Spesso era una festa, soprattutto per i più piccoli e, per gli adolescenti, un’occasione per lanciare i primi sguardi maliziosi. Si mangiavano castagne, patate cotte sotto la brace e la cenere, spighe e pizze di granturco; e tra il racconto di fatti di vita quotidiana e stornellate le persone del vicinato o dei cortili si aggregavano e vivevano di vera solidarietà, tutti figli di un’unica famiglia: il quartiere! Nascevano amori. Si formavano nuove famiglie. Così si rimaneva nei Vesuni, oasi di pace per chi sapeva apprezzare i valori della gente semplice, pronta ad aiutare il vicino di casa in difficoltà.

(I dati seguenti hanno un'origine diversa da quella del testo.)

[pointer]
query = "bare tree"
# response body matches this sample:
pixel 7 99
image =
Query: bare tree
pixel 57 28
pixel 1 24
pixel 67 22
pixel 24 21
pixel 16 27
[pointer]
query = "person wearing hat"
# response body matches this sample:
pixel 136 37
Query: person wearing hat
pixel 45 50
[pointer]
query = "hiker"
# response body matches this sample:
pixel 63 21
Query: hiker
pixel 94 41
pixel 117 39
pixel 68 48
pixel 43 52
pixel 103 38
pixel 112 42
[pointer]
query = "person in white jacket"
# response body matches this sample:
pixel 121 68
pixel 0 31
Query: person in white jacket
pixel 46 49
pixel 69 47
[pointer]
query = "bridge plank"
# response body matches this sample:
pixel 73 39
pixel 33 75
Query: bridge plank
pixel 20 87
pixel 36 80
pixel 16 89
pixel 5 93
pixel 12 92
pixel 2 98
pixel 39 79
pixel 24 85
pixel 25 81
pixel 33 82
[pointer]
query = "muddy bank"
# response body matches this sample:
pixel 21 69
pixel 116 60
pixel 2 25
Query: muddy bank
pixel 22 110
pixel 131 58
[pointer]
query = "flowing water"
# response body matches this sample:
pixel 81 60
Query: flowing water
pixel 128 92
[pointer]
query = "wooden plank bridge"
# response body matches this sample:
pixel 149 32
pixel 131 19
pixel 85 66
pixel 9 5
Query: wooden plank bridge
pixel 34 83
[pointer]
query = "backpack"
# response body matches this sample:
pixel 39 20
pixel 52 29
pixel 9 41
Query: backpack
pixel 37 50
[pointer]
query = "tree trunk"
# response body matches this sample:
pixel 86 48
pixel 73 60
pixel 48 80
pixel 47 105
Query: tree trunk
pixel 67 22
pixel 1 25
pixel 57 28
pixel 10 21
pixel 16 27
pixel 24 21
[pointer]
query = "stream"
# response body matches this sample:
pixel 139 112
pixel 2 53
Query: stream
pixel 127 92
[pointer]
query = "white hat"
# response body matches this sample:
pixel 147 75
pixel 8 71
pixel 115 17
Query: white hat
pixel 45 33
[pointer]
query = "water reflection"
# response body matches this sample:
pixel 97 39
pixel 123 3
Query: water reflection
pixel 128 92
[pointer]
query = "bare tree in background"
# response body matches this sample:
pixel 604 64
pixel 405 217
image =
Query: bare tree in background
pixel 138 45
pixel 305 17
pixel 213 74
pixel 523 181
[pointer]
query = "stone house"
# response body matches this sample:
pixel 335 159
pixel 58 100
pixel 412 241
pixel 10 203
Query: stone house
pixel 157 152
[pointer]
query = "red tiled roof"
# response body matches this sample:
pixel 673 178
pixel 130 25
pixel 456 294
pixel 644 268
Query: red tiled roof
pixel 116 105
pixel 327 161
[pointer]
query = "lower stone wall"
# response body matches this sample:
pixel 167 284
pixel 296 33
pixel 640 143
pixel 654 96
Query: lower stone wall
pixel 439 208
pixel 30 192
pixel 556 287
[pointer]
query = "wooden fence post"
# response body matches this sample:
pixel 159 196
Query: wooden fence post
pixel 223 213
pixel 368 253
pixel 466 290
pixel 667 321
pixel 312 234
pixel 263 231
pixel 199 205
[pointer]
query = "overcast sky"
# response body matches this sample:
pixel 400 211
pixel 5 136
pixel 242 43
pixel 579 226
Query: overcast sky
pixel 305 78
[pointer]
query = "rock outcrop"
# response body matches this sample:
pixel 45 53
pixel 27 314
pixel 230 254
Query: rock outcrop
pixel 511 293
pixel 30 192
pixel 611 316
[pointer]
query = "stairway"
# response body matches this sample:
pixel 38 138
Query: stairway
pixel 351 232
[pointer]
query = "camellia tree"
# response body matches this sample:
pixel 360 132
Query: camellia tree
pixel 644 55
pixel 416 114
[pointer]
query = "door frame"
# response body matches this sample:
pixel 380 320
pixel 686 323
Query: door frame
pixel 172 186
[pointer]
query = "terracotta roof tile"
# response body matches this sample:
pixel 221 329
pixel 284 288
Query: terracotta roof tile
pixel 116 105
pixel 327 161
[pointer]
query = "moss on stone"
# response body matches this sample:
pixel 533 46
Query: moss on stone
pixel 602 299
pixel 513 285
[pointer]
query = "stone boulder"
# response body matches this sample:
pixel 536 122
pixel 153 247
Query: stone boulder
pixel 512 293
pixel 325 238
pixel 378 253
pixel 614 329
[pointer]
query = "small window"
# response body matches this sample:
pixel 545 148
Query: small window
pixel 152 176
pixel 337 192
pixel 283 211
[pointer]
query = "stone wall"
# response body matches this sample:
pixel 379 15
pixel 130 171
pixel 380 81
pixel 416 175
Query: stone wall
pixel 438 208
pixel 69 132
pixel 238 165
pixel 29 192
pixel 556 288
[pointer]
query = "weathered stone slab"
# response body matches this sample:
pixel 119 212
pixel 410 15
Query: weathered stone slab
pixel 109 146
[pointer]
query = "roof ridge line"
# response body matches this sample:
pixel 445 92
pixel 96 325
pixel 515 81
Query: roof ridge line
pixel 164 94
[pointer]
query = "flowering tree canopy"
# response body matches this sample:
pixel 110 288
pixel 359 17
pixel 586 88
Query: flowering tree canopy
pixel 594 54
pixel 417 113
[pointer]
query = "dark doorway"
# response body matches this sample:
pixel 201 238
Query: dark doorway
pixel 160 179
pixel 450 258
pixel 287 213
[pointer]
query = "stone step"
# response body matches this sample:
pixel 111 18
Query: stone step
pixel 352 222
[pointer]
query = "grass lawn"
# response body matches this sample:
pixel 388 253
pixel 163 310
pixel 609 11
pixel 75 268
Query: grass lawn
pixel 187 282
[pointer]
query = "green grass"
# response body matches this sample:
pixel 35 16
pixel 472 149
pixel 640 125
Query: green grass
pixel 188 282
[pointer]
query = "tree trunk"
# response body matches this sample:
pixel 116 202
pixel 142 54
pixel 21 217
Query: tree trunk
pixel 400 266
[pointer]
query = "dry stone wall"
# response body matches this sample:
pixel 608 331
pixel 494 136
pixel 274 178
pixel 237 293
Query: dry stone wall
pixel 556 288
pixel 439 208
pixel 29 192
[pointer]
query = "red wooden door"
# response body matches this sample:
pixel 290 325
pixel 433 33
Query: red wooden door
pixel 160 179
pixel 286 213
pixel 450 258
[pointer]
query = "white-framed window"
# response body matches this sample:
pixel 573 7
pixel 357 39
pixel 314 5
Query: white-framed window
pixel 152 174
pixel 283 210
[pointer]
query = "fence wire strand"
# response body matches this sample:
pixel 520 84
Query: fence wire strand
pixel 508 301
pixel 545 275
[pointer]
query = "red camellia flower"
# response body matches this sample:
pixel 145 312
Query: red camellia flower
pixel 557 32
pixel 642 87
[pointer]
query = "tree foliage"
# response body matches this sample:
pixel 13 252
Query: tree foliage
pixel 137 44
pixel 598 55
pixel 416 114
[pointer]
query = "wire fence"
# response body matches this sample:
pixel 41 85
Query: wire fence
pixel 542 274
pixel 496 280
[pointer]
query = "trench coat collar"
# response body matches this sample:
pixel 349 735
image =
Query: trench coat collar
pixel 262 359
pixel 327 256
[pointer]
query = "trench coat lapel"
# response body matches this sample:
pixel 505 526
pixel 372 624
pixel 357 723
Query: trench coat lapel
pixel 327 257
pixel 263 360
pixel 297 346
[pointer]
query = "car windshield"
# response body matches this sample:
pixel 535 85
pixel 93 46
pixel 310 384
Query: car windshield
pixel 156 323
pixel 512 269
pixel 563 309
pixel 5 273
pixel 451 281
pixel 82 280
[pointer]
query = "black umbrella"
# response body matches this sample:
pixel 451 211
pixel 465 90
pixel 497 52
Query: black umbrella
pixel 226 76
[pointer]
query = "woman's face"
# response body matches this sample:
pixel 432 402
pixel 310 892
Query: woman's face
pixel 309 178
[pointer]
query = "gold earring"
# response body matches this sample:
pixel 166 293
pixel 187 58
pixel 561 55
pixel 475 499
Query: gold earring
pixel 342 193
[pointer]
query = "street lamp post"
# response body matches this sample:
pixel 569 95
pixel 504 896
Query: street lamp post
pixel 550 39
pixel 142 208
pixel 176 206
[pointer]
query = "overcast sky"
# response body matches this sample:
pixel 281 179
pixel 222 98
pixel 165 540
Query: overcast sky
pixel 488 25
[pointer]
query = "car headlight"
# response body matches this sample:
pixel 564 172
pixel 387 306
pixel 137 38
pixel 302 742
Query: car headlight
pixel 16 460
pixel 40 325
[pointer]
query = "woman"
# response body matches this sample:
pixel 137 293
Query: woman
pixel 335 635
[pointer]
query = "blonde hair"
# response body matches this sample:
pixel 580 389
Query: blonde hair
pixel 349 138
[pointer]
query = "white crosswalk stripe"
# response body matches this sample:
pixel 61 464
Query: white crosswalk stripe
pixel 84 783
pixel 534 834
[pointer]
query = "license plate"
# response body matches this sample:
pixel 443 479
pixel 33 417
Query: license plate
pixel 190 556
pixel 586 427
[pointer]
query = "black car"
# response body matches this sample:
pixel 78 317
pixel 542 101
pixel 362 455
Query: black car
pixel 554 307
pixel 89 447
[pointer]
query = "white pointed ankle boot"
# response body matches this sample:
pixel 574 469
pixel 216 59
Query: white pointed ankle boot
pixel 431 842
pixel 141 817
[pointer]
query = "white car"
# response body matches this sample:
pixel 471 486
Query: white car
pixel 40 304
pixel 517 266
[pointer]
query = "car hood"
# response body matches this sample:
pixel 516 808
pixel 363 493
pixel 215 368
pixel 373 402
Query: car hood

E nei Vesuni Antonio Montella, come gli altri, fu attore e spettatore del boom economico, della “modernizzazione” della società; vide crescere e migliorare i figli, ai quali garantì tutto il benessere di cui fu capace; li mandò a scuola, li vide sposi e padri e ne fu felice, mentre egli continuava ad andare in campagna con il carretto e, negli ultimi anni, con la sua inseparabile bicicletta. Fiero ed orgoglioso di ciò che era stato ed era ed aveva fatto. E fu uomo di valore, dalla fede incrollabile in Santo Stefano, l’Unico capace di sottrarlo al lavoro dei campi tre volte all'anno per le processioni; mai piegato o scoraggiato dalle disgrazie o dalle difficoltà economiche, che affrontava sempre con grande dignità e sempre a testa alta. Neppure la perdita della sua adorata moglie spezzò la sua forte fibra! Sempre pronto a donare agli altri senza mai chiedere niente in cambio e ad offrire con generosità i frutti della terra. “Verranno tempi migliori!” era solito dire, lui umile contadino seguendo la saggezza dei suoi simili, per guardare al futuro e dimenticare la miseria del presente.Un patrimonio per la comunità baianese. La sua esistenza quasi secolare e quella degli altri anziani del centro storico (scrigni pieni di vita vissuta!) certamente dovrebbero essere di esempio per le nuove generazioni desiderose di dissetarsi alla fonte della loro esperienza per progettare un percorso di vita capace di  garantire successo e il raggiungimento di traguardi impossibili.
Ad Antonio Montella Baiano rese il giusto omaggio il giorno dell’ultimo viaggio verso una nuova vita, quella eterna, accompagnandolo per le strade del paese con le note di inni patriottici e con il vibrante “silenzio” che una tromba gli suonò davanti al monumento dei caduti.